Posteriormente surge uma velha senhora que lhe pede para autopsiar o seu
marido, desenrolando-se então alguns factos extremamente esquisitos mas que
irão ter interligação com a primeira e a terceira história.
Finalmente, na terceira história,
décadas depois da história do dr. Eusébio, um senador canadiano, descendente de
portugueses, resolve abandonar a sua vida depois da morte da esposa e, na
companhia de um chimpanzé, assentar arraiais no norte de Portugal. Das três
histórias, foi a que menos gostei e aquela que mais estranha achei. É óbvio que
a saudade, solidão e a dor se fazem sentir de forma incisiva, mas achei a
história e o desenrolar dos acontecimentos demasiado fantasiosos e não gostei
do fim, pese embora tivesse percebido a interligação com as outras duas
histórias, mas não me conseguiu surpreender da forma como eu estava à espera
que sucedesse.
Depois do sensacional “A Vida de
Pi”, fico sempre à espera de um qualquer volte-face
nos seus romances, uma espécie de toque de midas que nos deixa completamente estarrecidos
diante da enorme alegoria com que nos presenteia.
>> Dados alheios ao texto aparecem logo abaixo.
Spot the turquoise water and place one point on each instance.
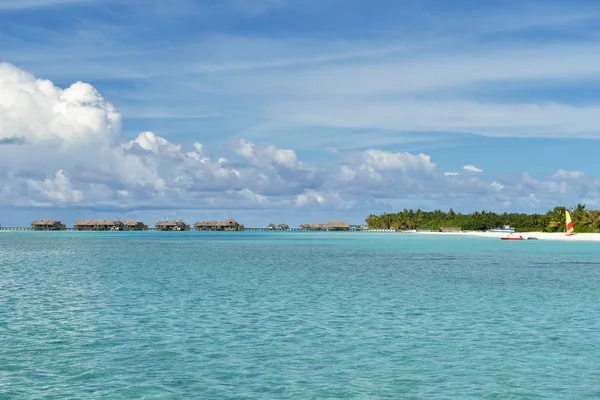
(296, 315)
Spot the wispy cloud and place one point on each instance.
(472, 168)
(8, 5)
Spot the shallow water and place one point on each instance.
(296, 315)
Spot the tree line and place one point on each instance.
(584, 220)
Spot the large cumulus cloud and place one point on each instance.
(65, 148)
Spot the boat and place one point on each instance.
(512, 238)
(569, 224)
(504, 229)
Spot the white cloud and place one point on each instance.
(472, 168)
(561, 174)
(73, 154)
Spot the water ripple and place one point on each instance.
(327, 316)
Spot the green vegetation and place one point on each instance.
(584, 220)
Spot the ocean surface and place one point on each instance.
(188, 315)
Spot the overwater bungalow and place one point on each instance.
(134, 225)
(328, 226)
(172, 226)
(227, 225)
(48, 225)
(98, 225)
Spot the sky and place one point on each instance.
(281, 111)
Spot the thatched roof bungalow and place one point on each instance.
(172, 226)
(48, 225)
(134, 225)
(336, 226)
(227, 225)
(98, 225)
(328, 226)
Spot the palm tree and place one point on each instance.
(557, 218)
(592, 220)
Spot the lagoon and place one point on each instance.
(296, 315)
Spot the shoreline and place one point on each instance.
(561, 236)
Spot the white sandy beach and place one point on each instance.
(586, 237)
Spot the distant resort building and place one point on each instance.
(48, 225)
(227, 225)
(449, 229)
(172, 226)
(98, 225)
(328, 226)
(134, 225)
(278, 227)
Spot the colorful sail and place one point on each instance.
(569, 224)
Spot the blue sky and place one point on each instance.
(291, 97)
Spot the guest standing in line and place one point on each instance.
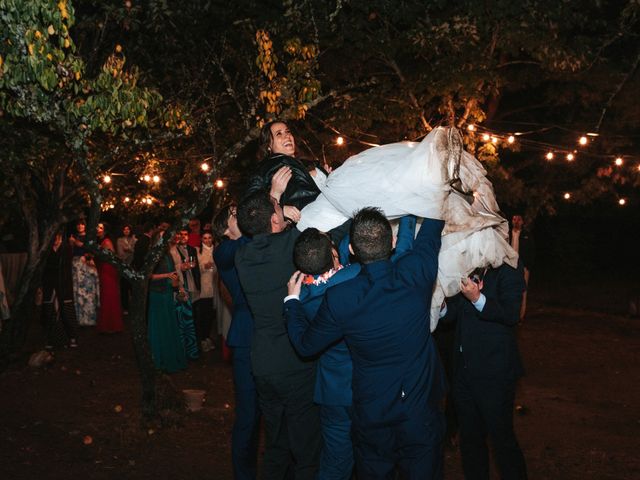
(125, 246)
(487, 366)
(85, 278)
(204, 311)
(110, 311)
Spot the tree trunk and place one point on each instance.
(15, 329)
(146, 368)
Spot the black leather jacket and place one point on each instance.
(301, 189)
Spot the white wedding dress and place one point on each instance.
(415, 178)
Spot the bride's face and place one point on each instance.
(281, 140)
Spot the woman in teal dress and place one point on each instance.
(167, 348)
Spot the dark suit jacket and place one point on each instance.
(485, 342)
(383, 314)
(264, 266)
(241, 328)
(301, 189)
(333, 380)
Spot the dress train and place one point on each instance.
(426, 179)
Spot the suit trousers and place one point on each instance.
(485, 409)
(414, 446)
(336, 459)
(292, 424)
(244, 439)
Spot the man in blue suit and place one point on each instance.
(244, 439)
(315, 256)
(487, 366)
(383, 315)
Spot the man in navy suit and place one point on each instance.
(316, 257)
(244, 438)
(487, 366)
(398, 380)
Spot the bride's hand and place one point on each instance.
(292, 213)
(279, 182)
(294, 285)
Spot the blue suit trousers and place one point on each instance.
(336, 459)
(244, 439)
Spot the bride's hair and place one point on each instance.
(264, 146)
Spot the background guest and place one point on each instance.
(58, 311)
(522, 243)
(125, 246)
(110, 311)
(204, 309)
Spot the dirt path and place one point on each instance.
(580, 399)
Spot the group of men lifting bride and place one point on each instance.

Na minha óptica, não é o caso.
As duas primeiras histórias
levam-nos a crer que a metáfora e a alegoria andam de mãos dadas e que no fim
tudo nos vai ser exposto, em parte até é verdade, mas o final é algo sensaborão
e está a anos luz de surpreender, ficando com a sensação de “só isto?”, ou “acaba
assim?”.
Não diria que é um final banal,
mas penso que o escritor nos guia por determinados caminhos para no fim
terminar num enorme precipício. Entendi que o autor pretendeu remeter-nos de
volta ao início para tudo se iniciar de novo, mas, pessoalmente, esperava outro
desfecho.
Por fim e embora tenha
efectivamente gostado do livro, quero realçar vários erros factuais que
encontrei no livro. O principal e o que mais me ressaltou á vista foi o de Yann
Martel descrever um Portugal rural, muito atrasado, o que até é verdade pela
época em si, mas e sobretudo na primeira história, o itinerário que vai
traçando é muito irreal, pois demora dias para viajar “meia dúzia” de
quilómetros e, de repente, já se encontra em trás-os-montes. Ou seja, para quem
não conhece Portugal, ficará com a ideia da imensa pequenez do país. Se calhar
até é uma alegoria que ele quis criar, não sei, tudo se espera de Yann Martel,
mas achei, vá lá, estranho, mas ao fim e ao cabo trata-se de um romance onde o surrealismo
fantástico está bem vincado.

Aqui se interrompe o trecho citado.